Muallim Ayad served under Pope Kyrillos VI who was Patriarch in 1959 – 1971; Pope Shenouda III, Patriarch in 1971 – 2012; and now serves with Pope Tawadros II. Muallim Ayad’s exceptionally beautiful voice was obvious since he was quite young, Muallim Magdy said, as was his gift for learning melodies. At the time, there was no special institute for cantors, so Ayad went to Beni Sweif’s Bayad Institute which taught Church music and hymns as well as handcrafts. When the Didymos Institute opened, Muallim Magdy said, Muallim Ayad enrolled in it, and went on to teach there, a responsibility he undertakes till today, in addition to teaching at the Coptic Clerical College in Cairo and Alexandria.
Among Ashrouba’s muallims who distinguished themselves at Didymos Institute, Muallim Magdy said, are Muallim Milad Nagy who now teaches at the Cairo Didymos, and Muallim Ibrahim Ishaq, Secretary-General of the Cantors’ Association.
”Rallying all his senses”
Seeing that Muallim Ibrahim Ayad comes from Ashrouba, Watani was keen to talk to him.
Muallim Ayad recalled those who taught him at Didymos Institute, among them Muallim Abul-Saad and Fr Tawadros Abdel-Messih.
Muallim Ayad told Watani that in 1967 he was chosen by the late Pope Shenouda III, then Bishop of Education, to teach in the Clerical College. “I was still an undergraduate back then,” he said. “At that time, we used to listen to the recordings of Muallim Mikhail Girgis al-Batanouni, Muallim Farid and Muallim Boulos, and learn from them. But we had never met them,” he said. We are nowadays developing new curricula from what we learned, and teaching them to new students.”
Muallim Ayad pointed out that some Church melodies are rather complicated, and borrow from one another, “a muallim is so engrossed in the melody he chants,” he said, “he rallies all his senses to do it,” he said.
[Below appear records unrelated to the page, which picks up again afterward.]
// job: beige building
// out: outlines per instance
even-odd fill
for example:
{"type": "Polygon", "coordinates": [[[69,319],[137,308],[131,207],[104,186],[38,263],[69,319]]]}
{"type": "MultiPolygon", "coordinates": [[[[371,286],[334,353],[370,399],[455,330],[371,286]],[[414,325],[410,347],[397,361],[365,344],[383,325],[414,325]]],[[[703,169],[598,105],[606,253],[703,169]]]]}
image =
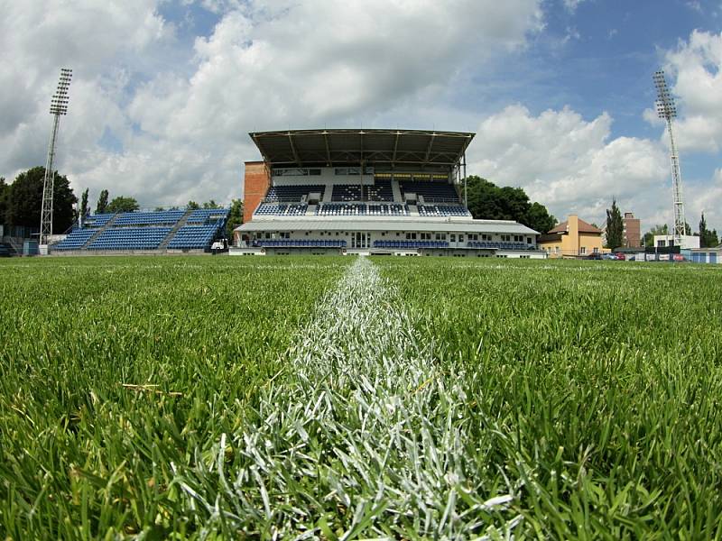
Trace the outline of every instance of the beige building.
{"type": "Polygon", "coordinates": [[[622,219],[624,247],[639,248],[642,246],[642,232],[639,218],[635,218],[634,213],[625,212],[622,219]]]}
{"type": "Polygon", "coordinates": [[[602,249],[602,231],[579,219],[577,215],[570,215],[566,222],[541,235],[538,244],[551,258],[586,257],[605,252],[602,249]]]}

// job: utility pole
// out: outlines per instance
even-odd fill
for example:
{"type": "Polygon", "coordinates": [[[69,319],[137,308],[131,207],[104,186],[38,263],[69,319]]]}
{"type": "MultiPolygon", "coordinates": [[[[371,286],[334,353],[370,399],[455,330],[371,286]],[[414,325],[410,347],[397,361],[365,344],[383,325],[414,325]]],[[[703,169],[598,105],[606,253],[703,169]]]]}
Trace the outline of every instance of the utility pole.
{"type": "Polygon", "coordinates": [[[52,132],[51,142],[48,145],[48,160],[45,162],[45,179],[42,182],[42,207],[40,215],[40,244],[48,244],[49,237],[52,234],[52,194],[55,190],[55,175],[52,170],[52,161],[55,159],[55,142],[58,138],[58,126],[60,115],[68,113],[68,88],[70,87],[70,78],[73,70],[63,68],[60,69],[60,78],[58,81],[58,89],[51,100],[51,115],[52,119],[52,132]]]}

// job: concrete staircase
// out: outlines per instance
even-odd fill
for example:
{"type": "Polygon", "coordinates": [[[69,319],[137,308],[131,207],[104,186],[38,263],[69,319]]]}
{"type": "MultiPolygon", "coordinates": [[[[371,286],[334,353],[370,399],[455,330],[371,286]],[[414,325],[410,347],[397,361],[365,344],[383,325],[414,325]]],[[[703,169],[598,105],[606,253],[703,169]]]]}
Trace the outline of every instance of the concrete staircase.
{"type": "Polygon", "coordinates": [[[120,213],[116,214],[116,215],[114,215],[112,218],[110,218],[110,219],[109,219],[107,222],[106,222],[106,225],[103,225],[103,226],[102,226],[100,229],[98,229],[97,231],[96,231],[96,232],[93,234],[93,236],[91,236],[89,239],[88,239],[88,240],[85,242],[85,244],[83,244],[83,245],[82,245],[82,246],[81,246],[79,249],[80,249],[80,250],[85,250],[86,248],[88,248],[88,247],[90,245],[90,243],[92,243],[93,241],[95,241],[95,240],[96,240],[97,237],[99,237],[99,236],[100,236],[100,234],[102,234],[102,233],[103,233],[103,232],[104,232],[106,229],[107,229],[108,227],[110,227],[111,225],[113,225],[113,224],[115,224],[115,223],[116,223],[116,220],[117,220],[117,218],[118,218],[118,216],[119,216],[119,215],[120,215],[120,213]]]}
{"type": "Polygon", "coordinates": [[[393,194],[393,201],[396,203],[403,203],[401,197],[401,188],[399,188],[399,181],[395,179],[391,181],[391,191],[393,194]]]}
{"type": "Polygon", "coordinates": [[[188,222],[188,218],[190,217],[191,214],[193,214],[193,209],[189,208],[186,211],[186,214],[180,216],[180,219],[178,220],[178,222],[176,222],[175,225],[173,225],[173,228],[171,230],[171,232],[167,235],[165,235],[165,238],[162,240],[162,242],[160,244],[158,244],[158,250],[165,250],[166,248],[168,248],[168,244],[171,243],[171,240],[175,236],[175,234],[178,233],[178,230],[186,225],[186,222],[188,222]]]}

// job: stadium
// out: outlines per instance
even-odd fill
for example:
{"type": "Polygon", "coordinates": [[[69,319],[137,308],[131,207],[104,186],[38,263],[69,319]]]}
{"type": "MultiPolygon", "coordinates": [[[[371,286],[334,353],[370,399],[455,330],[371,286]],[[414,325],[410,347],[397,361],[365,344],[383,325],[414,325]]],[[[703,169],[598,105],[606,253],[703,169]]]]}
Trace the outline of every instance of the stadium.
{"type": "Polygon", "coordinates": [[[231,254],[543,258],[539,233],[478,220],[464,200],[474,133],[297,130],[250,133],[244,224],[231,254]]]}

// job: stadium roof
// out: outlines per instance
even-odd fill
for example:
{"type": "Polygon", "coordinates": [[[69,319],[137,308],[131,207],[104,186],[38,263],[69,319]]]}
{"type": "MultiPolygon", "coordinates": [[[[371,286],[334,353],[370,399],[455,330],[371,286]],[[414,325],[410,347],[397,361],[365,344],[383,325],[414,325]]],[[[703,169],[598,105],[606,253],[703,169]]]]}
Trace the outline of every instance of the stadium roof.
{"type": "Polygon", "coordinates": [[[301,220],[257,220],[247,222],[236,231],[430,231],[461,233],[502,233],[509,234],[538,234],[526,225],[508,220],[444,220],[423,221],[418,219],[375,220],[319,218],[301,220]]]}
{"type": "Polygon", "coordinates": [[[449,170],[474,133],[422,130],[292,130],[249,133],[264,160],[276,167],[388,166],[449,170]]]}

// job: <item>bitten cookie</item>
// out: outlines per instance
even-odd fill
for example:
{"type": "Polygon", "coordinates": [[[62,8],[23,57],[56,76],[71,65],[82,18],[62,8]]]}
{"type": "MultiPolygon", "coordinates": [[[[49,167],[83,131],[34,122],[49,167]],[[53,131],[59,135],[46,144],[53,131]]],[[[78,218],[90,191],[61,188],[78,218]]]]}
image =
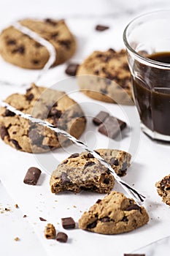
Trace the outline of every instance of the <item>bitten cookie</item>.
{"type": "Polygon", "coordinates": [[[163,202],[170,206],[170,174],[155,184],[158,195],[162,197],[163,202]]]}
{"type": "Polygon", "coordinates": [[[149,216],[143,206],[112,191],[82,214],[79,227],[101,234],[118,234],[135,230],[148,221],[149,216]]]}
{"type": "MultiPolygon", "coordinates": [[[[126,173],[131,155],[114,149],[96,151],[115,169],[117,175],[126,173]]],[[[74,154],[60,164],[50,178],[53,193],[64,190],[80,192],[81,189],[98,193],[110,192],[115,184],[112,174],[93,156],[88,152],[74,154]]]]}
{"type": "Polygon", "coordinates": [[[90,98],[133,104],[131,74],[125,50],[94,51],[79,67],[77,75],[80,90],[90,98]]]}
{"type": "MultiPolygon", "coordinates": [[[[39,36],[49,41],[56,50],[54,66],[72,56],[76,42],[64,20],[26,19],[20,21],[39,36]]],[[[26,69],[42,69],[50,57],[47,48],[12,26],[0,35],[0,53],[4,59],[26,69]]]]}
{"type": "MultiPolygon", "coordinates": [[[[8,97],[7,103],[35,118],[46,119],[55,127],[78,138],[85,127],[81,108],[64,92],[38,87],[34,84],[26,94],[8,97]]],[[[45,152],[68,141],[63,136],[30,122],[4,108],[0,108],[0,136],[13,148],[26,152],[45,152]]]]}

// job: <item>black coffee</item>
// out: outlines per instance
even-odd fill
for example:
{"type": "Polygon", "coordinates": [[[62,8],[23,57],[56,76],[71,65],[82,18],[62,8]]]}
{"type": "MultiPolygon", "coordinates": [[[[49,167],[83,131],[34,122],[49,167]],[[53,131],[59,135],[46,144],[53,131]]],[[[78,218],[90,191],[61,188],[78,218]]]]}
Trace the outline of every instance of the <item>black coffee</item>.
{"type": "MultiPolygon", "coordinates": [[[[170,64],[170,52],[147,58],[170,64]]],[[[135,61],[132,78],[136,105],[142,122],[152,131],[170,135],[170,69],[161,69],[135,61]]]]}

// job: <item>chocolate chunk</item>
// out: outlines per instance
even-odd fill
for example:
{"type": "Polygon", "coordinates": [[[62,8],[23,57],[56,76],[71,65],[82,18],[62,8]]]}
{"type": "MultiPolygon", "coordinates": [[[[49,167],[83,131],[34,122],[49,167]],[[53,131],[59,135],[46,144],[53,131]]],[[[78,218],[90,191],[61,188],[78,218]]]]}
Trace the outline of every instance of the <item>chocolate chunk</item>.
{"type": "Polygon", "coordinates": [[[142,254],[142,255],[141,255],[141,254],[140,255],[139,255],[139,254],[136,255],[136,254],[131,254],[131,253],[130,253],[130,254],[129,253],[128,253],[128,254],[125,253],[124,256],[145,256],[145,255],[144,255],[144,254],[142,254]]]}
{"type": "Polygon", "coordinates": [[[5,110],[4,113],[3,114],[3,116],[15,116],[15,113],[9,110],[8,109],[5,110]]]}
{"type": "Polygon", "coordinates": [[[68,218],[62,218],[62,226],[65,230],[69,230],[72,228],[74,228],[76,226],[75,222],[72,217],[68,218]]]}
{"type": "Polygon", "coordinates": [[[122,222],[127,222],[128,221],[128,219],[126,216],[124,216],[123,218],[122,219],[122,222]]]}
{"type": "Polygon", "coordinates": [[[30,94],[28,95],[26,95],[26,100],[31,101],[34,99],[34,95],[33,94],[30,94]]]}
{"type": "Polygon", "coordinates": [[[70,48],[70,40],[58,40],[58,41],[60,45],[63,45],[67,50],[69,50],[70,48]]]}
{"type": "Polygon", "coordinates": [[[8,45],[16,45],[16,40],[9,39],[7,41],[7,44],[8,45]]]}
{"type": "Polygon", "coordinates": [[[88,158],[94,158],[93,155],[91,153],[88,154],[88,158]]]}
{"type": "Polygon", "coordinates": [[[13,140],[13,139],[10,139],[10,141],[12,142],[12,144],[14,144],[16,149],[18,149],[18,150],[21,149],[21,147],[20,146],[20,145],[17,140],[13,140]]]}
{"type": "Polygon", "coordinates": [[[94,228],[95,227],[96,227],[97,225],[97,221],[96,220],[95,222],[88,225],[87,228],[94,228]]]}
{"type": "Polygon", "coordinates": [[[96,202],[96,203],[99,203],[101,201],[101,199],[98,199],[97,201],[96,202]]]}
{"type": "Polygon", "coordinates": [[[31,143],[41,145],[43,140],[43,136],[40,135],[35,129],[33,129],[29,132],[29,138],[31,140],[31,143]]]}
{"type": "Polygon", "coordinates": [[[47,222],[47,219],[45,219],[44,218],[39,217],[39,219],[41,220],[41,222],[47,222]]]}
{"type": "Polygon", "coordinates": [[[115,166],[118,166],[119,162],[115,157],[112,157],[110,159],[110,165],[114,165],[115,166]]]}
{"type": "Polygon", "coordinates": [[[126,124],[114,116],[107,117],[103,124],[99,126],[98,132],[103,135],[115,138],[120,129],[123,129],[126,126],[126,124]]]}
{"type": "Polygon", "coordinates": [[[126,208],[126,209],[125,209],[125,211],[132,211],[132,210],[138,210],[139,211],[141,209],[140,206],[139,206],[138,205],[132,205],[128,206],[128,208],[126,208]]]}
{"type": "Polygon", "coordinates": [[[8,131],[7,129],[5,127],[0,127],[0,136],[2,140],[4,139],[5,136],[8,136],[8,131]]]}
{"type": "Polygon", "coordinates": [[[96,125],[99,125],[104,122],[107,117],[109,116],[109,113],[100,111],[98,114],[93,119],[93,122],[96,125]]]}
{"type": "Polygon", "coordinates": [[[77,74],[77,69],[79,67],[79,64],[75,64],[75,63],[70,63],[66,70],[65,70],[65,72],[69,75],[71,75],[71,76],[74,76],[76,75],[77,74]]]}
{"type": "Polygon", "coordinates": [[[104,25],[97,25],[95,28],[96,30],[98,31],[104,31],[104,30],[109,29],[109,27],[108,26],[104,26],[104,25]]]}
{"type": "Polygon", "coordinates": [[[33,59],[32,63],[36,65],[39,63],[39,61],[38,61],[37,59],[33,59]]]}
{"type": "Polygon", "coordinates": [[[12,53],[20,53],[20,54],[23,54],[25,53],[25,47],[24,46],[19,46],[18,48],[14,49],[12,52],[12,53]]]}
{"type": "Polygon", "coordinates": [[[104,217],[100,219],[101,222],[109,222],[110,221],[109,217],[104,217]]]}
{"type": "Polygon", "coordinates": [[[161,187],[163,189],[170,189],[170,178],[166,178],[161,181],[161,187]]]}
{"type": "Polygon", "coordinates": [[[48,116],[55,116],[57,118],[60,118],[62,115],[62,112],[61,110],[58,110],[55,108],[52,108],[52,109],[50,110],[48,116]]]}
{"type": "Polygon", "coordinates": [[[79,157],[79,153],[75,153],[72,154],[68,158],[75,158],[75,157],[79,157]]]}
{"type": "Polygon", "coordinates": [[[31,167],[26,174],[23,182],[28,185],[36,185],[41,173],[42,171],[39,169],[31,167]]]}
{"type": "Polygon", "coordinates": [[[65,185],[67,183],[70,182],[70,179],[67,177],[67,174],[66,173],[61,173],[61,184],[62,185],[65,185]]]}
{"type": "Polygon", "coordinates": [[[86,168],[87,167],[93,166],[94,165],[96,165],[94,162],[90,162],[90,161],[87,162],[85,165],[84,168],[86,168]]]}
{"type": "Polygon", "coordinates": [[[61,243],[66,243],[68,239],[68,236],[63,232],[58,232],[56,236],[56,240],[61,243]]]}
{"type": "Polygon", "coordinates": [[[107,185],[108,185],[108,184],[109,184],[109,178],[104,178],[104,183],[105,184],[107,184],[107,185]]]}
{"type": "Polygon", "coordinates": [[[49,23],[52,26],[55,26],[57,24],[57,23],[54,20],[53,20],[52,19],[50,19],[50,18],[47,18],[45,20],[45,21],[47,23],[49,23]]]}

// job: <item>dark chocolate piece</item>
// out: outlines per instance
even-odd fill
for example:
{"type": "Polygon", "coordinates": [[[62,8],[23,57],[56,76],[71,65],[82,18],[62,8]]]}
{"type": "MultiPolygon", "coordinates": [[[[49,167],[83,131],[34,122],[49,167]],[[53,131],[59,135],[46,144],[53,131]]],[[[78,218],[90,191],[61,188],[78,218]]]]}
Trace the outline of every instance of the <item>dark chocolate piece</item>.
{"type": "Polygon", "coordinates": [[[65,72],[69,75],[71,75],[71,76],[74,76],[76,75],[77,74],[77,69],[79,67],[79,64],[76,64],[76,63],[70,63],[66,70],[65,70],[65,72]]]}
{"type": "Polygon", "coordinates": [[[141,209],[140,206],[139,206],[138,205],[132,205],[128,206],[128,208],[126,208],[126,209],[125,209],[125,211],[131,211],[131,210],[138,210],[139,211],[141,209]]]}
{"type": "Polygon", "coordinates": [[[109,116],[109,113],[104,111],[100,111],[98,114],[93,119],[93,122],[96,125],[99,125],[104,122],[104,121],[109,116]]]}
{"type": "Polygon", "coordinates": [[[39,169],[31,167],[26,174],[23,182],[28,185],[36,185],[41,173],[42,171],[39,169]]]}
{"type": "Polygon", "coordinates": [[[39,219],[41,220],[41,222],[47,222],[47,219],[42,218],[42,217],[39,217],[39,219]]]}
{"type": "Polygon", "coordinates": [[[4,139],[5,136],[8,136],[8,131],[7,129],[5,127],[0,127],[0,136],[2,140],[4,139]]]}
{"type": "Polygon", "coordinates": [[[56,236],[56,240],[61,243],[66,243],[68,239],[68,236],[63,232],[58,232],[56,236]]]}
{"type": "Polygon", "coordinates": [[[109,29],[109,27],[108,26],[104,26],[104,25],[97,25],[95,28],[96,30],[98,31],[104,31],[104,30],[109,29]]]}
{"type": "Polygon", "coordinates": [[[125,126],[126,124],[124,121],[114,116],[109,116],[99,126],[98,132],[113,139],[119,134],[120,130],[122,130],[125,126]]]}
{"type": "Polygon", "coordinates": [[[63,228],[65,228],[65,230],[69,230],[75,227],[75,222],[72,217],[62,218],[61,222],[62,226],[63,228]]]}

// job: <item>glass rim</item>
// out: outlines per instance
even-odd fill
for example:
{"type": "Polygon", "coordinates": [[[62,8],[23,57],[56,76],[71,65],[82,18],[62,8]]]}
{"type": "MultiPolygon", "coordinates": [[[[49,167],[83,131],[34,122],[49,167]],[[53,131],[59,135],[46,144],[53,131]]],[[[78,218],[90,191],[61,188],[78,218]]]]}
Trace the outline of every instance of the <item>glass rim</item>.
{"type": "MultiPolygon", "coordinates": [[[[131,21],[130,21],[128,23],[128,25],[125,26],[124,31],[123,31],[123,35],[124,44],[126,47],[127,50],[130,50],[132,53],[134,53],[137,59],[139,59],[140,60],[142,60],[144,62],[150,63],[150,64],[152,64],[158,68],[158,67],[159,68],[161,68],[161,67],[170,68],[170,64],[158,61],[155,61],[155,60],[153,60],[153,59],[149,59],[149,58],[147,58],[147,57],[144,57],[144,56],[142,56],[142,55],[140,55],[138,52],[136,52],[134,49],[133,49],[133,48],[128,43],[128,41],[127,39],[127,33],[128,33],[129,28],[131,28],[131,26],[134,23],[135,23],[138,20],[140,20],[141,18],[143,18],[147,17],[147,16],[152,15],[156,15],[156,14],[159,14],[159,13],[165,13],[165,12],[169,13],[169,17],[170,17],[170,9],[150,12],[147,12],[147,13],[144,13],[144,14],[142,14],[141,15],[136,17],[131,21]]],[[[169,49],[169,52],[170,52],[170,49],[169,49]]]]}

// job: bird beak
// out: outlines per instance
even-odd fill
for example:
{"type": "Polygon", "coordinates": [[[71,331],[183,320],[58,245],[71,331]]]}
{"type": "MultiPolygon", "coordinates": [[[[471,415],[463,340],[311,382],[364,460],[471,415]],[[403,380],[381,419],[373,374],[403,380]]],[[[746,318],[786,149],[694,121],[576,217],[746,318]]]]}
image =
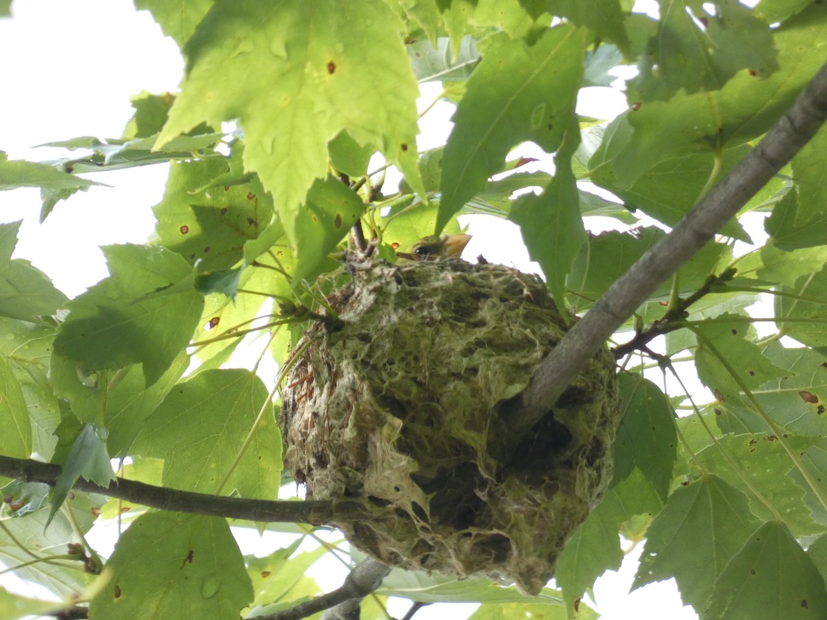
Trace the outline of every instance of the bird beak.
{"type": "Polygon", "coordinates": [[[471,241],[471,235],[446,235],[442,243],[448,256],[459,256],[471,241]]]}

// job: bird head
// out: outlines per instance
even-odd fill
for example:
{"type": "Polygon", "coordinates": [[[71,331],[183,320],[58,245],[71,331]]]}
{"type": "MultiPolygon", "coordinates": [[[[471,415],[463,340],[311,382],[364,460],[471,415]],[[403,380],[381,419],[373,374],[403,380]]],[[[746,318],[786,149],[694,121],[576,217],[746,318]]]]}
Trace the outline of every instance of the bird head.
{"type": "Polygon", "coordinates": [[[471,241],[471,235],[431,235],[415,241],[404,252],[397,252],[403,260],[433,260],[458,257],[471,241]]]}

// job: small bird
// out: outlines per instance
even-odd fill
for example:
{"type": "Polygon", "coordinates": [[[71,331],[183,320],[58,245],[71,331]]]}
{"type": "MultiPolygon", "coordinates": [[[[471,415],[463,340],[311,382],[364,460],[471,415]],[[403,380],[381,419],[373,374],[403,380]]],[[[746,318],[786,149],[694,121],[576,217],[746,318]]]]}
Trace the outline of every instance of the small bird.
{"type": "Polygon", "coordinates": [[[415,241],[396,255],[404,260],[434,260],[458,257],[471,241],[471,235],[431,235],[415,241]]]}

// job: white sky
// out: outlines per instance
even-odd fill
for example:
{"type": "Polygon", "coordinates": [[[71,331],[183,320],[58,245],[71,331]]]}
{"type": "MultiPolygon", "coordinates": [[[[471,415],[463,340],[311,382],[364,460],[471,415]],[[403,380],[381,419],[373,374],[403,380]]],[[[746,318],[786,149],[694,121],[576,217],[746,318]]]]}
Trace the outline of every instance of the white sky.
{"type": "MultiPolygon", "coordinates": [[[[136,13],[128,0],[15,0],[12,10],[12,19],[0,19],[0,150],[9,159],[65,156],[62,150],[31,150],[48,141],[117,137],[131,117],[131,95],[177,88],[183,71],[178,48],[163,37],[148,13],[136,13]]],[[[620,95],[606,98],[596,103],[611,104],[615,112],[624,105],[620,95]]],[[[585,112],[599,114],[594,108],[585,112]]],[[[447,104],[430,112],[433,131],[444,133],[450,114],[447,104]]],[[[113,187],[91,188],[60,203],[44,225],[37,223],[38,190],[0,192],[0,222],[24,220],[15,257],[31,260],[67,294],[80,293],[107,274],[98,246],[142,243],[152,232],[150,207],[160,200],[166,169],[145,166],[94,176],[113,187]]],[[[471,232],[475,238],[467,256],[482,252],[492,261],[527,268],[519,231],[508,222],[475,222],[471,232]]],[[[248,553],[261,552],[257,537],[243,546],[248,553]]],[[[598,579],[595,594],[603,618],[696,618],[691,608],[682,608],[671,582],[627,594],[641,548],[629,554],[619,574],[598,579]]],[[[342,573],[314,576],[332,589],[342,573]]],[[[406,605],[392,611],[401,615],[406,605]]],[[[468,609],[452,608],[447,613],[461,618],[468,609]]],[[[442,618],[446,613],[444,607],[432,606],[416,618],[442,618]]]]}

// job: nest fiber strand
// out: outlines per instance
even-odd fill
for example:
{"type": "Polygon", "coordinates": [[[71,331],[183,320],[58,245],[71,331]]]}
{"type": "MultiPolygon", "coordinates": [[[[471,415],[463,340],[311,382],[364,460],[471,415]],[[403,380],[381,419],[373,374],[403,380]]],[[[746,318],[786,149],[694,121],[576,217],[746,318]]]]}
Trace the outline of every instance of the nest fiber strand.
{"type": "Polygon", "coordinates": [[[542,280],[459,260],[376,264],[329,302],[345,327],[308,329],[282,398],[287,465],[308,498],[372,507],[375,519],[334,524],[382,562],[539,592],[611,479],[608,350],[504,457],[498,409],[566,329],[542,280]]]}

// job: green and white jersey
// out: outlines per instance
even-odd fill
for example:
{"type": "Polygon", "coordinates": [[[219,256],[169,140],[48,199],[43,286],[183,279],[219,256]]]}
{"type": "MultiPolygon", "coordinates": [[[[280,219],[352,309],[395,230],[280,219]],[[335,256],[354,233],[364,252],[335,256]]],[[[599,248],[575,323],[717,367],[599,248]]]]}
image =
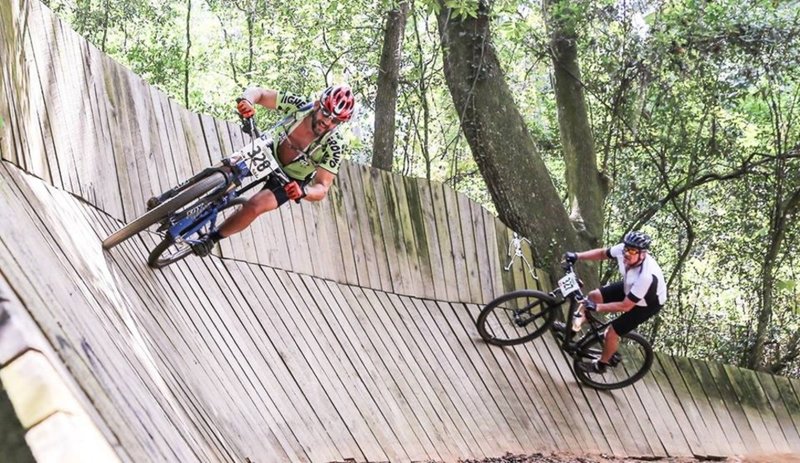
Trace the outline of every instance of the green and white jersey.
{"type": "MultiPolygon", "coordinates": [[[[294,93],[278,92],[278,111],[286,114],[288,117],[286,133],[291,133],[304,117],[308,116],[313,110],[311,103],[314,99],[309,99],[294,93]]],[[[280,141],[283,141],[285,133],[281,135],[280,141]]],[[[275,150],[277,152],[280,141],[276,143],[275,150]]],[[[305,180],[311,175],[317,167],[322,167],[328,172],[336,175],[339,173],[339,166],[347,151],[347,143],[338,130],[334,129],[321,138],[317,138],[311,142],[306,148],[307,157],[299,159],[288,165],[281,166],[283,170],[295,180],[305,180]]],[[[276,153],[277,154],[277,153],[276,153]]],[[[278,156],[276,155],[276,158],[278,156]]],[[[280,160],[278,160],[280,162],[280,160]]]]}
He described the Coptic Church’s hymns as the most beautiful kind of music in the world. “When our deacon choir performed Coptic hymns on stage in Germany, France, Italy and Spain,” Muallim Ayad said, “the audience, who did not understand Coptic, were so enthralled by the beauty of the melodies that they gave us standing ovations and asked for reprises.” We always used to end our performance with singing the traditional closing prayer ‘O God have mercy on us … O God listen to us … O God have pity on us’, during which each phrase is followed with a triple ‘Kyrie Eleison [Lord have mercy]’. In France, the audience were so taken by the beauty of the simple hymn that they joined in the chorus reply ‘Kyrie Eleison’ every time we said it. It was a very moving experience.” The ancient Coptic melody united all in one.